Nei pazienti con artrosi è divenuto ormai molto comune il ricorso ai cosiddetti farmaci condroprotettori.

La reale utilità di questa classe di farmaci è ancora oggetto di controversie e di discordanti prese di posizione.


La glucosamina è il farmaco più utilizzato.
Sono stati condotti numerosi studi clinici che hanno sostanzialmente dimostrato la sua efficacia sulla riduzione del dolore nell’arco di sei mesi, anche se l’entità della riduzione del dolore si è rivelata modesta. Da uno studio recente è emerso inoltre che l’impiego della glucosamina e del condroitin-solfato è in grado di contrastare la riduzione dello spessore della cartilagine nell’arco di due anni. Questi incoraggianti risultati preliminari devono trovare però ulteriori conferme prima di poter dimostrare, oltre ogni ragionevole dubbio, il reale potenziale condroprotettivo di questa classe di farmaci, che non vengono riconosciuti come rimborsabili dal Servizio Sanitario Nazionale.

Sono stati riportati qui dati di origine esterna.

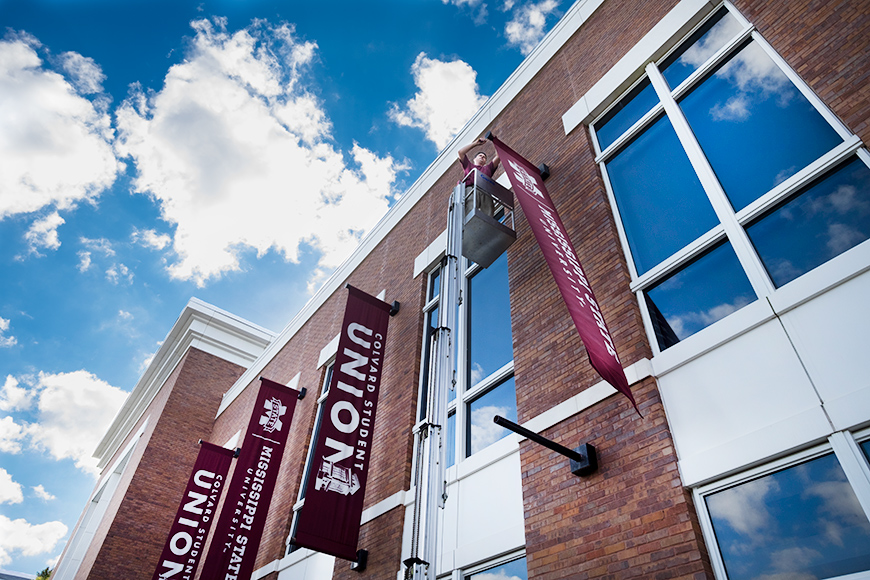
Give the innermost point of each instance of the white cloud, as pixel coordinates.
(62, 400)
(10, 491)
(84, 261)
(687, 323)
(447, 98)
(85, 74)
(40, 492)
(527, 27)
(745, 508)
(755, 78)
(56, 149)
(151, 239)
(101, 245)
(28, 539)
(43, 233)
(13, 397)
(11, 435)
(484, 432)
(239, 156)
(6, 341)
(722, 32)
(477, 9)
(500, 575)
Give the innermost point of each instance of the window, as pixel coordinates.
(728, 177)
(485, 384)
(309, 460)
(513, 570)
(800, 518)
(488, 389)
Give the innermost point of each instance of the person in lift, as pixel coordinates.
(488, 169)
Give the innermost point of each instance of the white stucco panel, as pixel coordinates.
(831, 333)
(490, 512)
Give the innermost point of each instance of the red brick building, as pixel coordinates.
(709, 163)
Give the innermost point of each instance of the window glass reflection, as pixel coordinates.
(626, 113)
(435, 284)
(828, 218)
(754, 126)
(804, 522)
(660, 199)
(707, 290)
(482, 432)
(428, 352)
(490, 344)
(699, 47)
(514, 570)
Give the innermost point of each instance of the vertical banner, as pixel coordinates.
(330, 519)
(565, 267)
(183, 548)
(233, 549)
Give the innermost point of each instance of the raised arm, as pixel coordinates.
(463, 151)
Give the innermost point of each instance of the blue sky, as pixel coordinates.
(235, 151)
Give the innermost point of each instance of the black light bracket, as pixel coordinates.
(362, 560)
(413, 561)
(584, 459)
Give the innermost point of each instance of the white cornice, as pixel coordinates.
(540, 56)
(202, 326)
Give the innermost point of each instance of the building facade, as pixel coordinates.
(708, 161)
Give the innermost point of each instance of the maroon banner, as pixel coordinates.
(330, 519)
(183, 548)
(237, 535)
(565, 267)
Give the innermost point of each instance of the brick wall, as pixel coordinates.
(633, 518)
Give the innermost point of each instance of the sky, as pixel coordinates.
(232, 150)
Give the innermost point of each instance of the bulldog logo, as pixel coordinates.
(271, 419)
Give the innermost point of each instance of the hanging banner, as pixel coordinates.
(183, 548)
(565, 267)
(233, 549)
(329, 521)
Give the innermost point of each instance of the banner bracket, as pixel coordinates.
(362, 560)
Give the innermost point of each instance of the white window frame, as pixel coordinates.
(845, 447)
(465, 394)
(731, 226)
(461, 573)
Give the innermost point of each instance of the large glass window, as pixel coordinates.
(513, 570)
(824, 220)
(754, 126)
(803, 521)
(660, 199)
(729, 178)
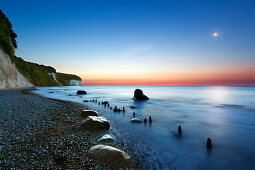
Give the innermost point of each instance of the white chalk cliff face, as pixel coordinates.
(9, 76)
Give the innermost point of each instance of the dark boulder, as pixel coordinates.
(138, 95)
(81, 92)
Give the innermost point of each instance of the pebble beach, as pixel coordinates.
(38, 132)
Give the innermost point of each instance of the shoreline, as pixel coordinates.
(40, 132)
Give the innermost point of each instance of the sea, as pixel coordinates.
(225, 114)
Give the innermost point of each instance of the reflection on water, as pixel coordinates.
(225, 114)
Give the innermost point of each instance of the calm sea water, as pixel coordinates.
(225, 114)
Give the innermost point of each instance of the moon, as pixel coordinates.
(215, 34)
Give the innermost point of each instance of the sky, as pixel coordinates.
(139, 42)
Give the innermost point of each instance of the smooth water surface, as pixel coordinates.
(225, 114)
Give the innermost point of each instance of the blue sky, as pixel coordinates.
(124, 37)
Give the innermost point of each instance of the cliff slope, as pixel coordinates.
(16, 72)
(9, 76)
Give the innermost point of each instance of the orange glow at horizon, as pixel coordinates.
(219, 77)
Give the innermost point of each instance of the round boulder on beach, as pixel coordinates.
(138, 95)
(110, 156)
(81, 92)
(87, 113)
(95, 123)
(106, 139)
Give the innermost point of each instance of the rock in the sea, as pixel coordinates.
(95, 123)
(110, 156)
(87, 113)
(136, 120)
(106, 139)
(138, 95)
(81, 92)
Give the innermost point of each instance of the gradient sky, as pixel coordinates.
(139, 42)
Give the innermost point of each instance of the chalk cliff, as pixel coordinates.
(9, 76)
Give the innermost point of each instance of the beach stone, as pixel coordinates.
(81, 92)
(110, 156)
(106, 139)
(87, 113)
(95, 123)
(136, 120)
(138, 95)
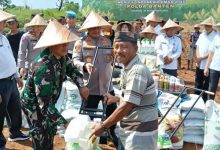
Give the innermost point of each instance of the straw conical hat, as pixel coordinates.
(118, 28)
(55, 34)
(209, 21)
(37, 21)
(217, 26)
(153, 17)
(171, 24)
(5, 16)
(196, 26)
(94, 20)
(148, 29)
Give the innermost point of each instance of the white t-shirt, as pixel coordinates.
(215, 47)
(204, 42)
(158, 29)
(7, 60)
(168, 46)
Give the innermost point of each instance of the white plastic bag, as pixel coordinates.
(199, 106)
(194, 114)
(197, 139)
(212, 126)
(167, 127)
(79, 131)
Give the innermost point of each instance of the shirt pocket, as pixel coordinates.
(88, 55)
(173, 47)
(107, 55)
(33, 43)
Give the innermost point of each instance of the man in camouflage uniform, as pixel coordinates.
(44, 84)
(83, 55)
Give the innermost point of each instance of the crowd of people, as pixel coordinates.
(45, 53)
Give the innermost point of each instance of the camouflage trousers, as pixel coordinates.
(42, 132)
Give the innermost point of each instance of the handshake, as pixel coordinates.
(167, 60)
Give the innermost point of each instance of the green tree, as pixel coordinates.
(5, 3)
(71, 6)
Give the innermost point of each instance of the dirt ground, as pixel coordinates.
(187, 75)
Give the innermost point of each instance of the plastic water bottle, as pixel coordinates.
(172, 84)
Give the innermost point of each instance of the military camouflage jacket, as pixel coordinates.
(44, 84)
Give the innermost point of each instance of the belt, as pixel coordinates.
(8, 78)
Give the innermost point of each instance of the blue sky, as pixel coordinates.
(39, 4)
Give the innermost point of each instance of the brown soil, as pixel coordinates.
(187, 75)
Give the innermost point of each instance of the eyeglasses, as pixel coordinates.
(11, 23)
(71, 17)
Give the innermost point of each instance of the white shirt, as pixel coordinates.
(215, 47)
(204, 43)
(7, 61)
(157, 29)
(168, 46)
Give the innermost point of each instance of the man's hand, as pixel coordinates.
(20, 83)
(198, 61)
(206, 71)
(84, 92)
(167, 60)
(23, 71)
(97, 130)
(109, 99)
(89, 67)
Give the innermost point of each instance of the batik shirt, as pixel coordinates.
(43, 87)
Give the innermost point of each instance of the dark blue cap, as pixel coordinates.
(71, 14)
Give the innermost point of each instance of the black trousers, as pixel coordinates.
(213, 82)
(93, 102)
(201, 82)
(171, 72)
(10, 106)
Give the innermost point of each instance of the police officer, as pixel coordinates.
(83, 55)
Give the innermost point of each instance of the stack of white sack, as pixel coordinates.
(212, 126)
(68, 103)
(194, 123)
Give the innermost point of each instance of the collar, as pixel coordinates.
(51, 57)
(169, 37)
(132, 62)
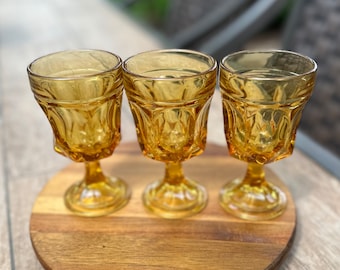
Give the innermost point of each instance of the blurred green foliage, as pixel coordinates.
(152, 12)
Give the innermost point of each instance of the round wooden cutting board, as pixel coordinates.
(132, 238)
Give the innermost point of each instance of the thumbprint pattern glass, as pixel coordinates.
(263, 95)
(80, 92)
(169, 93)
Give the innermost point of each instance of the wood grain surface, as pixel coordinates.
(132, 238)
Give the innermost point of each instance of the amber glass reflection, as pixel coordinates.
(81, 92)
(169, 93)
(263, 95)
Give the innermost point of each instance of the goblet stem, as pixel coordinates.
(173, 173)
(97, 194)
(255, 175)
(253, 197)
(93, 173)
(175, 196)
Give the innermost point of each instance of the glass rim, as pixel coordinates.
(211, 68)
(35, 74)
(282, 78)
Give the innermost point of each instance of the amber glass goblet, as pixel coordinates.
(169, 92)
(263, 95)
(80, 92)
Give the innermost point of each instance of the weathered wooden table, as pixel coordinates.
(31, 28)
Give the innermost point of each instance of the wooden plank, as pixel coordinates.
(133, 238)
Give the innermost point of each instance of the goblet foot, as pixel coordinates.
(252, 202)
(97, 199)
(175, 201)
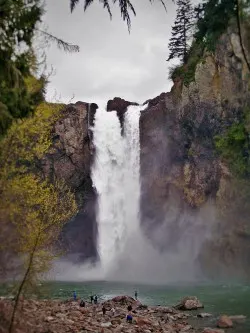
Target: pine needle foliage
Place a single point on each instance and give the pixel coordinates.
(126, 7)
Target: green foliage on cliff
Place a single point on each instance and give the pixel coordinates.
(214, 21)
(186, 72)
(17, 60)
(28, 140)
(126, 6)
(234, 146)
(213, 18)
(32, 209)
(21, 88)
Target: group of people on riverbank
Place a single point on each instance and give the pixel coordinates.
(94, 299)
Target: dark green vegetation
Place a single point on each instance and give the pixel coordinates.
(212, 18)
(234, 145)
(126, 7)
(181, 31)
(17, 98)
(21, 88)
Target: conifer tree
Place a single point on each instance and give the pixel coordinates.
(126, 6)
(181, 31)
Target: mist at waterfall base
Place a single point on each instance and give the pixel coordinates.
(125, 253)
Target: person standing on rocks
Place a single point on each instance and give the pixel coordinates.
(129, 317)
(82, 304)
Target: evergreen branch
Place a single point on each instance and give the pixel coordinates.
(125, 8)
(67, 47)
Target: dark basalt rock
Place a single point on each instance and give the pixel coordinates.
(120, 106)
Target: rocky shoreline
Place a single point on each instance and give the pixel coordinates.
(57, 316)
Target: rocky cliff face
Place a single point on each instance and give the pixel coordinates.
(181, 172)
(181, 169)
(70, 159)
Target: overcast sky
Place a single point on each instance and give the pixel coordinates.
(111, 62)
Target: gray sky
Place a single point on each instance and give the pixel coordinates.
(111, 62)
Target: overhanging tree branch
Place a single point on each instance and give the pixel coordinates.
(126, 7)
(67, 47)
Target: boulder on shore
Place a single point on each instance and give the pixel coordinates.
(238, 318)
(189, 303)
(124, 300)
(204, 315)
(224, 322)
(212, 330)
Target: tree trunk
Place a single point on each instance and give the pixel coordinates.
(240, 33)
(21, 287)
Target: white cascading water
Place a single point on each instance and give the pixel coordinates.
(116, 177)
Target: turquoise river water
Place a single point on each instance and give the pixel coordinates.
(217, 299)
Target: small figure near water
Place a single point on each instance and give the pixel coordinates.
(129, 317)
(82, 304)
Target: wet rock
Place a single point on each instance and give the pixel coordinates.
(212, 330)
(109, 324)
(225, 322)
(124, 300)
(238, 318)
(189, 303)
(204, 315)
(120, 106)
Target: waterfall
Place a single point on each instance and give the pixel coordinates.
(116, 177)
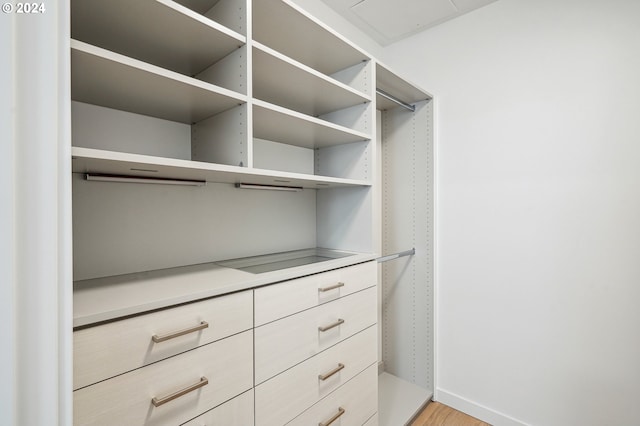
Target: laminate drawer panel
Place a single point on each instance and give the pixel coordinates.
(237, 412)
(127, 399)
(110, 349)
(279, 300)
(288, 341)
(355, 402)
(286, 395)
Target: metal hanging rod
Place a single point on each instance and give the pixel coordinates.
(268, 187)
(392, 98)
(396, 255)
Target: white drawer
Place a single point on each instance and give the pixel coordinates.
(279, 300)
(286, 395)
(237, 412)
(107, 350)
(286, 342)
(357, 400)
(127, 399)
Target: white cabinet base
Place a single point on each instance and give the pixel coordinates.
(399, 401)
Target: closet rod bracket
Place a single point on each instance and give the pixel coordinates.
(396, 255)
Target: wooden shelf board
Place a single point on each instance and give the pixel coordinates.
(399, 401)
(285, 82)
(100, 299)
(161, 32)
(87, 160)
(398, 87)
(105, 78)
(286, 28)
(279, 124)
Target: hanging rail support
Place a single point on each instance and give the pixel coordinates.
(392, 98)
(396, 255)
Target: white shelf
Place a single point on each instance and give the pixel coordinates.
(161, 32)
(87, 160)
(286, 28)
(399, 401)
(101, 299)
(389, 82)
(279, 124)
(104, 78)
(280, 80)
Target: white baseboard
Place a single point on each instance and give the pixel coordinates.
(478, 411)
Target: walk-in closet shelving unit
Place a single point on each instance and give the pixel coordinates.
(405, 145)
(226, 92)
(181, 91)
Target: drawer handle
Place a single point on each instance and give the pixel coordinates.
(160, 401)
(201, 326)
(331, 287)
(331, 373)
(335, 417)
(330, 326)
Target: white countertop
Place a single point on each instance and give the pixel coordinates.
(103, 299)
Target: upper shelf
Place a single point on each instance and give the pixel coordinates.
(390, 83)
(87, 160)
(101, 77)
(285, 82)
(288, 29)
(279, 124)
(161, 32)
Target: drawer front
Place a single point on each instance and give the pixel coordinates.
(107, 350)
(237, 412)
(286, 342)
(286, 395)
(127, 399)
(280, 300)
(355, 403)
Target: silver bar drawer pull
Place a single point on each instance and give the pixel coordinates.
(325, 376)
(330, 326)
(160, 401)
(201, 326)
(335, 417)
(331, 287)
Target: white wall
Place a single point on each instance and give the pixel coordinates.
(538, 293)
(35, 219)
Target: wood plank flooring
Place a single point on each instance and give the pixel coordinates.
(436, 414)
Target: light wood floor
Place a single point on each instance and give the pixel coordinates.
(436, 414)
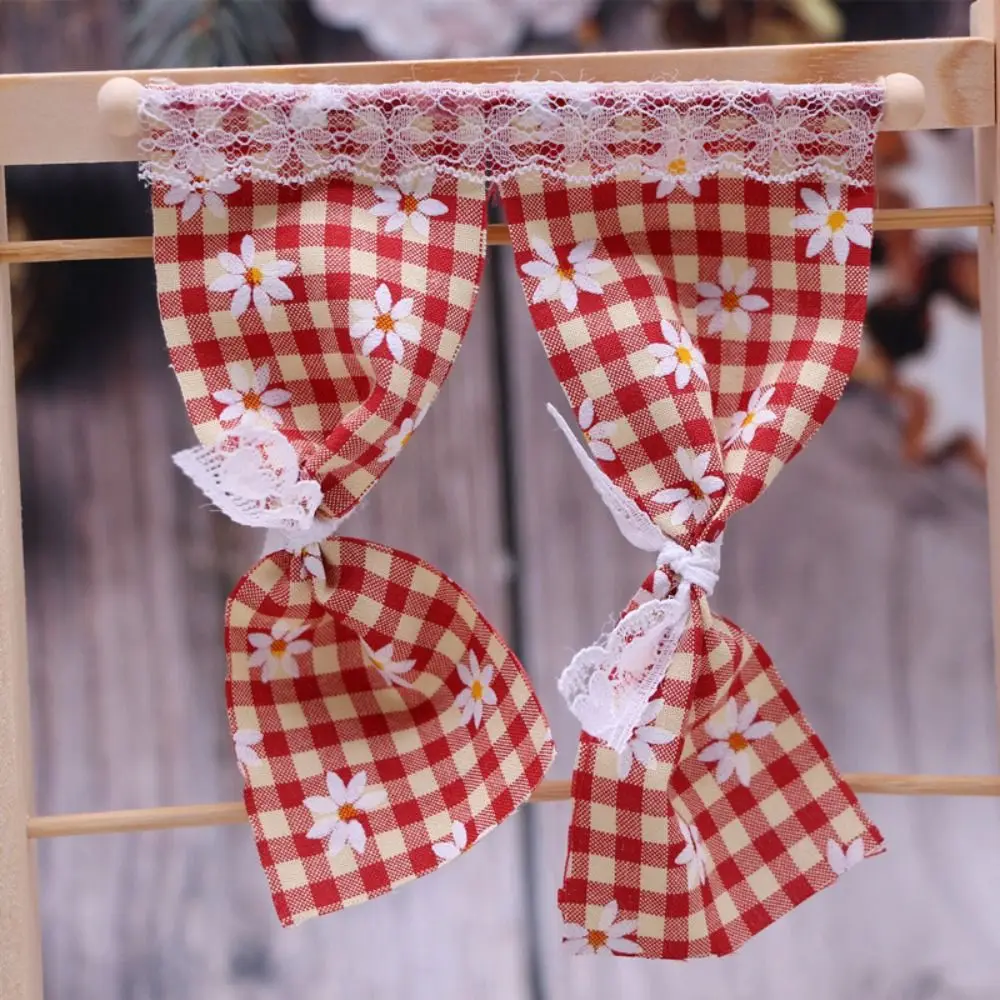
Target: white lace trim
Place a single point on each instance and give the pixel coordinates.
(196, 135)
(608, 686)
(252, 475)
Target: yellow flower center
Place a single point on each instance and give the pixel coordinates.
(597, 939)
(738, 742)
(836, 220)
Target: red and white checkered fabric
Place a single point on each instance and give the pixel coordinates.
(702, 331)
(698, 275)
(383, 725)
(305, 309)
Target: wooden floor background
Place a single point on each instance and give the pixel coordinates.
(866, 580)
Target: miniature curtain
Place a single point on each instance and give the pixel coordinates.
(703, 317)
(314, 301)
(696, 259)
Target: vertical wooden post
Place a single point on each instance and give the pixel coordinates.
(985, 21)
(20, 940)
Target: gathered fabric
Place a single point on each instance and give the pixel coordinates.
(695, 257)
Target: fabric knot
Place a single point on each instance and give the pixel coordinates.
(697, 567)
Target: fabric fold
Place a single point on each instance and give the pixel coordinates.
(702, 329)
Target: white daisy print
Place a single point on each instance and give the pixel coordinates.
(337, 816)
(684, 158)
(730, 300)
(311, 558)
(733, 735)
(643, 739)
(598, 435)
(477, 690)
(448, 849)
(410, 204)
(607, 936)
(398, 441)
(693, 854)
(244, 741)
(745, 422)
(832, 224)
(385, 320)
(564, 281)
(274, 654)
(390, 670)
(200, 190)
(692, 500)
(841, 859)
(678, 356)
(250, 401)
(252, 280)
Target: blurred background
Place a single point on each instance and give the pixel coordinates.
(863, 570)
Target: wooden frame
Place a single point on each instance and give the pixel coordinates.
(54, 118)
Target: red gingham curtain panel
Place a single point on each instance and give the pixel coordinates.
(702, 330)
(381, 725)
(696, 260)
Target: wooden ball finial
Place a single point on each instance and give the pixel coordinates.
(905, 101)
(118, 105)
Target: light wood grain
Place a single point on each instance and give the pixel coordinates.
(128, 575)
(985, 17)
(127, 247)
(20, 951)
(53, 118)
(224, 813)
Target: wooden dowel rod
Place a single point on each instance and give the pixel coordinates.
(121, 247)
(223, 813)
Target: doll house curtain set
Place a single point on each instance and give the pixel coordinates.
(695, 258)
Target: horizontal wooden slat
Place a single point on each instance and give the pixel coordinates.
(52, 117)
(221, 813)
(121, 247)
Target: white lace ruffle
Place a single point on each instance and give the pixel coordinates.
(292, 134)
(252, 475)
(608, 686)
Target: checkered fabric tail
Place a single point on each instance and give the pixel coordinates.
(381, 724)
(702, 327)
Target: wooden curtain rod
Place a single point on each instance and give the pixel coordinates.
(956, 75)
(223, 813)
(121, 247)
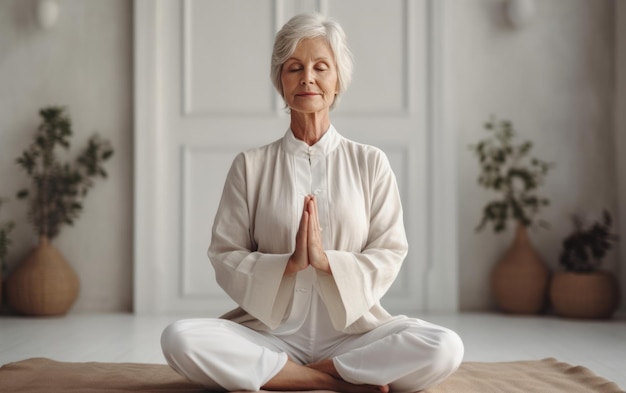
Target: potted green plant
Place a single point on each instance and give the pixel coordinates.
(5, 242)
(44, 283)
(519, 281)
(582, 289)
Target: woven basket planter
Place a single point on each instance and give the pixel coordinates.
(584, 295)
(519, 281)
(44, 284)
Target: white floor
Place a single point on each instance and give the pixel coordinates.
(597, 345)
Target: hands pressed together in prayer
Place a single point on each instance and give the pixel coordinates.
(309, 249)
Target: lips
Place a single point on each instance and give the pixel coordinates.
(307, 94)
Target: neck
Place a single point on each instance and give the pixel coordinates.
(309, 127)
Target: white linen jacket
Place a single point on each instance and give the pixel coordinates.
(360, 216)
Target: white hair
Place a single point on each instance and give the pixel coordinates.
(306, 26)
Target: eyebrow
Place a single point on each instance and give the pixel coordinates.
(315, 60)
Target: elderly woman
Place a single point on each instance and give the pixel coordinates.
(307, 239)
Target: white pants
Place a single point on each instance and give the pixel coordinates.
(408, 354)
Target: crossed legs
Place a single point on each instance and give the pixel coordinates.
(402, 356)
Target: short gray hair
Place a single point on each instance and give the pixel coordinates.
(306, 26)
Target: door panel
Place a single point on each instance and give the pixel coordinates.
(214, 98)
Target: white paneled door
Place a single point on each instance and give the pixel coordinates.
(203, 94)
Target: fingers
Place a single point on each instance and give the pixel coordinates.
(315, 247)
(299, 260)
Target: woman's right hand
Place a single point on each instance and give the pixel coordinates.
(299, 260)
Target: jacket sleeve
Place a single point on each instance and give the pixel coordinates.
(252, 279)
(360, 279)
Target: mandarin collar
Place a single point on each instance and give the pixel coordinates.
(327, 143)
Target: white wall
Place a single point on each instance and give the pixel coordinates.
(84, 63)
(620, 136)
(555, 80)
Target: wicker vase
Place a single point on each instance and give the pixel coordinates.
(44, 284)
(584, 295)
(520, 279)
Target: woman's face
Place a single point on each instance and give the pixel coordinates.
(309, 77)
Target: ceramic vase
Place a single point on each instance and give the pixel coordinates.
(44, 284)
(520, 279)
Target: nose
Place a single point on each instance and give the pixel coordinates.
(307, 78)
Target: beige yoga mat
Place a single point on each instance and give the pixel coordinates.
(46, 375)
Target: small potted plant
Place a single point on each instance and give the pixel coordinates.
(582, 289)
(44, 283)
(520, 279)
(5, 242)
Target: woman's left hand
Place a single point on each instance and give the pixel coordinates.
(316, 254)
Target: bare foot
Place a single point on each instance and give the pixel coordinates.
(296, 377)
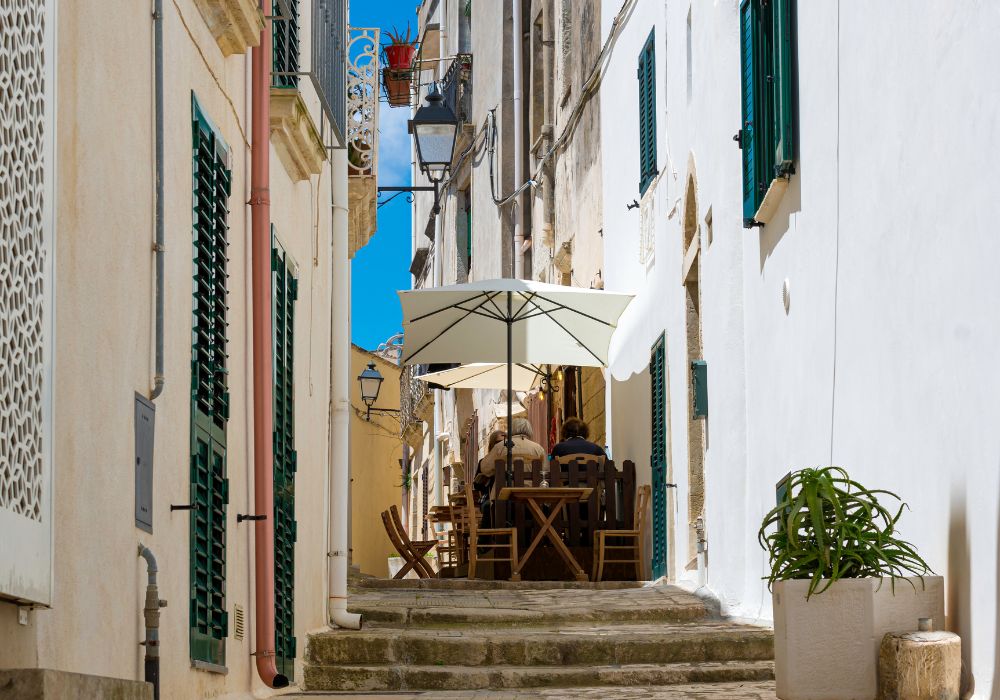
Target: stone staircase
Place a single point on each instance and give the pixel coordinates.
(457, 635)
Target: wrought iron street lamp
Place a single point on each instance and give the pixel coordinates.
(371, 382)
(434, 128)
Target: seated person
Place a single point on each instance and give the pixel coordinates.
(524, 448)
(496, 437)
(575, 433)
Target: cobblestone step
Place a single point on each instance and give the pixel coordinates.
(453, 678)
(462, 584)
(621, 644)
(521, 607)
(744, 690)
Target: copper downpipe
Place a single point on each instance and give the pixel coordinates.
(260, 241)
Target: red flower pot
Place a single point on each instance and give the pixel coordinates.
(400, 56)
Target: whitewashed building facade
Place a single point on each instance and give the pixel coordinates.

Dal momento che i condroprotettori presentano un elevato grado di tollerabilità, il loro impiego può essere appropriato in soggetti con sintomatologia dolorosa prevalentemente meccanica e sugli stadi iniziali della malattia artrosica. Se dopo un periodo di trattamento di sei mesi non si registrerà alcun risultato, la terapia condroprotettiva potrà essere sospesa.